Blumenthal has repeatedly pressed Trump to take action against Russia in response to Moscow's attempts to interfere in the 2016 presidential election.

"President Trump has to tell Putin, who is an adversary, not an ally, that Russia will pay a price if Russia repeats this kind of meddling in our election," Blumenthal said earlier in July.

Trump's latest attacks on Blumenthal seem to stem from the senator's appearance on CNN this morning, in which he criticized a Justice Department crackdown on leakers and a review of press subpoena procedures.

"That's a chilling effect on the press and on whistleblowers, and on information that doesn't involve classified data or disclosures but in fact may be just embarrassing or unwelcome," he said.

Without a "free press," the American people would not have known about the Trump campaign and the transition team's meetings with Russian officials like former Ambassador to the U.S. Sergei Kislyak, Blumenthal said.

The president has lashed out at Blumenthal on previous occasions, calling out the senator over his war record in February after Blumenthal revealed that Trump's Supreme Court nominee Richard Gorsuch had expressed concern to him over the president's attacks on the judiciary; and in May, when Blumenthal criticized Trump for sacking FBI Director James Comey.

Trump's allegations, ironically, stem from a 2010 article in The New York Times, a publication he has repeatedly denounced as "fake news."

The newspaper reported during Blumenthal's 2010 Senate bid that he had mischaracterized his military service during the Vietnam war.

"We have learned something important since the days that I served in Vietnam," Blumenthal said at a campaign event in March 2008. "And you exemplify it. Whatever we think about the war, whatever we call it—Afghanistan or Iraq—we owe our military men and women unconditional support."

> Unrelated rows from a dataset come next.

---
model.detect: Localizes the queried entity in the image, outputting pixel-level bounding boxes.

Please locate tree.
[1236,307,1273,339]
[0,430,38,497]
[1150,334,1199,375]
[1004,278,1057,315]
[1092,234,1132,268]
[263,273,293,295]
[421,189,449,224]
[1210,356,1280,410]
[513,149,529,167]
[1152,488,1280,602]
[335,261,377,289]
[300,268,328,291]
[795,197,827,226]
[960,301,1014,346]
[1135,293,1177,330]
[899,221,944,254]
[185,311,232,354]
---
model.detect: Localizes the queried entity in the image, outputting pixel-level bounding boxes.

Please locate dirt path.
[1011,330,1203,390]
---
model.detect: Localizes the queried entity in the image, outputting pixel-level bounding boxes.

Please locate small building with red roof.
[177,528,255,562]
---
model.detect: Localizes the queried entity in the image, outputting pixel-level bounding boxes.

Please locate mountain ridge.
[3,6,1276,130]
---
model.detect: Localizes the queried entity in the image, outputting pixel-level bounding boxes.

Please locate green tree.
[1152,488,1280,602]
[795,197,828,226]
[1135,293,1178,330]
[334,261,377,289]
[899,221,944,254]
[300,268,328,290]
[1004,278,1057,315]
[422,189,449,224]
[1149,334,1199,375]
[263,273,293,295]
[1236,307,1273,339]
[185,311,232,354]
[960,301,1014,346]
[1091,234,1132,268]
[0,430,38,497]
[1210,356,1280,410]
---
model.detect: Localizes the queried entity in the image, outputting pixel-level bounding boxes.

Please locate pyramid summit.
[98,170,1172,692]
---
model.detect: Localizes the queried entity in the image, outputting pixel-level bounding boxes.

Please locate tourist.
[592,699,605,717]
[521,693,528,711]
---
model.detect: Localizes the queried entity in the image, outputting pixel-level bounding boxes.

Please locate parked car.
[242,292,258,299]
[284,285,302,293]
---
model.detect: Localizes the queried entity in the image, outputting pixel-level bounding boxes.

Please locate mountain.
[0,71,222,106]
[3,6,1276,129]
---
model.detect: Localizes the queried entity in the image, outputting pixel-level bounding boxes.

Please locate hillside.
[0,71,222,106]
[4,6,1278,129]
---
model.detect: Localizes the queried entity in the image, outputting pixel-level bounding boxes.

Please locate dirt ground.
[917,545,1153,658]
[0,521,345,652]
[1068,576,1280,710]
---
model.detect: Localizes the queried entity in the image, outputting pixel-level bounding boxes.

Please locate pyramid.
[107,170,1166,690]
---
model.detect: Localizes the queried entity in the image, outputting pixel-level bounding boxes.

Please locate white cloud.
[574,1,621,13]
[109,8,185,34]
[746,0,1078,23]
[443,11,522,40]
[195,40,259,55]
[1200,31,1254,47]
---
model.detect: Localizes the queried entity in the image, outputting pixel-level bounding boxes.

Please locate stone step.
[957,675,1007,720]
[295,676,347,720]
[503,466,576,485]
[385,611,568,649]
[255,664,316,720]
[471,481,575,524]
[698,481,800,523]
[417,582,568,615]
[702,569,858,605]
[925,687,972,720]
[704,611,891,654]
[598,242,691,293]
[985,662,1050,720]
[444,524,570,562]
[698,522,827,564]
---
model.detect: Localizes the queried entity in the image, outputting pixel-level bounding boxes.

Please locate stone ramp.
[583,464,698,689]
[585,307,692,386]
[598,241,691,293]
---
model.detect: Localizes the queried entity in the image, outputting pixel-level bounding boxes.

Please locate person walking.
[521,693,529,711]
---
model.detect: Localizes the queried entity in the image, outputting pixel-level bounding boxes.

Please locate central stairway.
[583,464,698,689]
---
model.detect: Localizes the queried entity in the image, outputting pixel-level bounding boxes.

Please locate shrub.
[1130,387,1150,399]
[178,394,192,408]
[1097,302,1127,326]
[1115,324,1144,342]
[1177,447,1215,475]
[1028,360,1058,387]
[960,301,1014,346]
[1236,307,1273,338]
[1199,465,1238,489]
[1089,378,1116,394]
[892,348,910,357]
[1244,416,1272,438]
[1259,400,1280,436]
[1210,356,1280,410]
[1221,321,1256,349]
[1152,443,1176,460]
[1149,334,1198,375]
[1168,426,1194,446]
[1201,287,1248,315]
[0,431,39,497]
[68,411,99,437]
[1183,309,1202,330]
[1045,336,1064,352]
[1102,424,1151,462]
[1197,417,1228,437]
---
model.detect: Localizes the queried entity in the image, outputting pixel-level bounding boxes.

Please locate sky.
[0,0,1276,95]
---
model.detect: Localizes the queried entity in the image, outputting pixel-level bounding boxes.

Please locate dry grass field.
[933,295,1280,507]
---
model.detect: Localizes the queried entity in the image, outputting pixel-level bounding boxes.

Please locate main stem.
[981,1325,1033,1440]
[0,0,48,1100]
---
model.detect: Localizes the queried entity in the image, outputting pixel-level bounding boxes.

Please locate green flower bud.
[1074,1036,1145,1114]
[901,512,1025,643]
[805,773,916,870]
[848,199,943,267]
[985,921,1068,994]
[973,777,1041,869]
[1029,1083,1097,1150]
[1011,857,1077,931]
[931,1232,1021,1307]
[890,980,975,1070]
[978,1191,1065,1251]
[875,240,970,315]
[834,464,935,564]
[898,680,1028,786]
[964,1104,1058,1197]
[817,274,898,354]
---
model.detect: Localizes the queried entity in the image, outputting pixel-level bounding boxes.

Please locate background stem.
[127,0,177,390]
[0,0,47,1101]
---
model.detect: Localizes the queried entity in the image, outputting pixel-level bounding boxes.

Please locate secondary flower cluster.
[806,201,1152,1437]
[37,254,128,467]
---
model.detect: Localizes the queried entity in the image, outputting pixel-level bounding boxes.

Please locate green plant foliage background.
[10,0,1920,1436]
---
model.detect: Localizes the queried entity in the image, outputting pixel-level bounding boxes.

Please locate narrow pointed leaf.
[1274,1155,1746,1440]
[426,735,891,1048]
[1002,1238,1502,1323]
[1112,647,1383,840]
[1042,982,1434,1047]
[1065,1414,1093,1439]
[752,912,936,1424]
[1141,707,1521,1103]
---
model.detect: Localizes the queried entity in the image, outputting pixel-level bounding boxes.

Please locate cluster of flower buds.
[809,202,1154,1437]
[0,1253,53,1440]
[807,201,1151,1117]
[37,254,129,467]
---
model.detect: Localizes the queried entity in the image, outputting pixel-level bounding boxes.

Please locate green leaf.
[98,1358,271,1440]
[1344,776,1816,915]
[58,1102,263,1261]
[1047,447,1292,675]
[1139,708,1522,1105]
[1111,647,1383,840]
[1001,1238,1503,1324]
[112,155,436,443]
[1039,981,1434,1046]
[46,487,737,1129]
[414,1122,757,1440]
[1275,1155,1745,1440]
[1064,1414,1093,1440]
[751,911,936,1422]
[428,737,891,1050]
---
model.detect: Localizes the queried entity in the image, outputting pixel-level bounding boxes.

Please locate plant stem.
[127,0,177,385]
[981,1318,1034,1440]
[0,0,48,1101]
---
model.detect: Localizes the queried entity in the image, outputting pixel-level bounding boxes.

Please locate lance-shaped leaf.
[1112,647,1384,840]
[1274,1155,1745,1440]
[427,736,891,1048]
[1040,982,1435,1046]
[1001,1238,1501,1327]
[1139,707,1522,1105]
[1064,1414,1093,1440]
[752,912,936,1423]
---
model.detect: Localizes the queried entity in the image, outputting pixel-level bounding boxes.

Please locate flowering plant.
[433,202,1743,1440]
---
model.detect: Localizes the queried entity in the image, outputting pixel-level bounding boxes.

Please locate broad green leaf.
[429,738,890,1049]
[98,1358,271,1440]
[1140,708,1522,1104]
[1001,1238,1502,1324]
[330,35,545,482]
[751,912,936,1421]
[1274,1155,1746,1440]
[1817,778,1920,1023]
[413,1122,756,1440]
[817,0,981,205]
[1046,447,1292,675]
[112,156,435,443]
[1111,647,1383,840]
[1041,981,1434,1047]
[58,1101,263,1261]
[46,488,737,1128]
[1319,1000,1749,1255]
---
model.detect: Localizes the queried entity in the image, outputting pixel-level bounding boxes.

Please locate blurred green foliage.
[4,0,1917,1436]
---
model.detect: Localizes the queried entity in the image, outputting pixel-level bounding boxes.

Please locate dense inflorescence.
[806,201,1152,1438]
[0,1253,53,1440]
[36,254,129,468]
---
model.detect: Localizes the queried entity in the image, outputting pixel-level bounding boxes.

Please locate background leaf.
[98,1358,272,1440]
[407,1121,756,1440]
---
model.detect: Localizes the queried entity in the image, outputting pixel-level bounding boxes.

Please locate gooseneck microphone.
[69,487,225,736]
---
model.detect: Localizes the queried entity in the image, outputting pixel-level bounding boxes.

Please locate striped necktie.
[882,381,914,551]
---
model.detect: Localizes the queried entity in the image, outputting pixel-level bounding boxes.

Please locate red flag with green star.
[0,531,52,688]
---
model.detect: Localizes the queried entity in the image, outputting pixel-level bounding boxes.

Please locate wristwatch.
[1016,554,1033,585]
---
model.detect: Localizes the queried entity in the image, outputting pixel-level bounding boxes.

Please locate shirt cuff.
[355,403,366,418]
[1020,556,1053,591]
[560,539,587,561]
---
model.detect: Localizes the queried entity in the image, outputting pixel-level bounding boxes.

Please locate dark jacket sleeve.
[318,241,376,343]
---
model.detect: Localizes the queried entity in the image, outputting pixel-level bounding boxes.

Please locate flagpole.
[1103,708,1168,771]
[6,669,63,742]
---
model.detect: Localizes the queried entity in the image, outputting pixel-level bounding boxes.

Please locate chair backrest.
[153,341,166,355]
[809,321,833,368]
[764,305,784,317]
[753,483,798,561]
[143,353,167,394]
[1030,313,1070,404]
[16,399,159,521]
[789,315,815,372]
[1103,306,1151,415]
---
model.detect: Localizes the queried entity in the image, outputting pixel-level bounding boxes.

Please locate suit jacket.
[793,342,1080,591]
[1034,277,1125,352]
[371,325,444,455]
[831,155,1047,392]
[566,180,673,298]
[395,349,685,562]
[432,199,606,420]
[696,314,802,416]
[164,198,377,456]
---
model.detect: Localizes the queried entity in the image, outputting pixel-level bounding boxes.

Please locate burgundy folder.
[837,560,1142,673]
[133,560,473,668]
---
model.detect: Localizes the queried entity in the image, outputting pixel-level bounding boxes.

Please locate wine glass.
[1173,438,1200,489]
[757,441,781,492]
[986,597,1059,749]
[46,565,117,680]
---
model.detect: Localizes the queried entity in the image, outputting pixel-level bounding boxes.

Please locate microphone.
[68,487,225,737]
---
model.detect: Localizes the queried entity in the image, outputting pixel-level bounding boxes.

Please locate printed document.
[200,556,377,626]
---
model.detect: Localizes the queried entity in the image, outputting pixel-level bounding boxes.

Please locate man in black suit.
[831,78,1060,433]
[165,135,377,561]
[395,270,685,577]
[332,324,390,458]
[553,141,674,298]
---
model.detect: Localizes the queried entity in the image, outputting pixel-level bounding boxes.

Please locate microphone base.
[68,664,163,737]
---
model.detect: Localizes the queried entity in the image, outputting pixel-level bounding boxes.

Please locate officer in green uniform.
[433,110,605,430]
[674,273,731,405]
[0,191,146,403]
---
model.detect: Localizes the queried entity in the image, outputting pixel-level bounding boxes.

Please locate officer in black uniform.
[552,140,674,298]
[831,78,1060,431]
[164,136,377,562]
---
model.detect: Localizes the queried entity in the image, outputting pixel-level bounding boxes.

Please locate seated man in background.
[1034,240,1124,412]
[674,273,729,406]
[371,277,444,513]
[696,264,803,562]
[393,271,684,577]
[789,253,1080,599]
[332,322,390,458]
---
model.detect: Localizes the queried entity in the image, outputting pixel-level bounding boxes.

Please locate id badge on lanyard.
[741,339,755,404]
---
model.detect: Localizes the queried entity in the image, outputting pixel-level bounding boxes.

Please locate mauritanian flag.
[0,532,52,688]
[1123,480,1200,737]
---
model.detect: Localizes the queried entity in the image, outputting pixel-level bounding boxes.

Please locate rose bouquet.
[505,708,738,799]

In fact, Blumenthal never served in Vietnam. He obtained at least five military deferments from 1965 to 1970 and took repeated steps that enabled him to avoid going to war, according to records obtained by the Times.

He then joined the Marine Corps Reserve, but did not see service in Vietnam.

Blumenthal, who then was Attorney General of Connecticut, apologized for misrepresenting his military service.

"I have made mistakes and I am sorry," he said in a statement. "I truly regret offending anyone. I will always champion the cause of Connecticut's and our nation's veterans."

Blumenthal won his race for the Senate and was re-elected for a second term in November.

Trump Hypocrisy?

Critics say the president is in no position to disparage Blumenthal's military record or attack his public statements on the matter.

According to the military records, the president received five deferments of his own during the Vietnam war: three for medical reasons, and two educational.

Trump told the Times in 2016 that he had been diagnosed when young with heel spurs (caused by a calcium buildup in the heel bone) and given a doctor's note exempting him from service.

Trump's longtime personal physician, Dr Harold Bornstein, made no mention of the heel spurs when he gave Trump a clean bill of health when the reality TV star and property developer announced his candidacy. Trump told the Times he had not had an operation for the condition and could not recall when it no longer bothered him.

However, Trump has also claimed that his luck in the draft lottery allowed him to avoid service.

"If I would have gotten a low [draft] number, I would have been drafted. I would have proudly served," he told ABC News. "But I got a number, I think it was 356. That's right at the very end. And they didn't get—I don't believe—past even 300, so I was—I was not chosen because of the fact that I had a very high lottery number."

A spokesman for the Selective Service System told the Times that Trump's draft number would have been irrelevant, given his medical exemption.

Blumenthal Hits Back

Blumenthal hit back at Trump's tweets, accusing the president of bullying and referring to the ongoing investigaton into the Trump camp's alleged Russia ties by Special Counsel Robert Mueller.

"Mr. President: Your bullying hasn't worked before and it won't work now. No one is above the law," he tweeted.

"This issue isn't about me—it's about the Special Counsel's independence and integrity."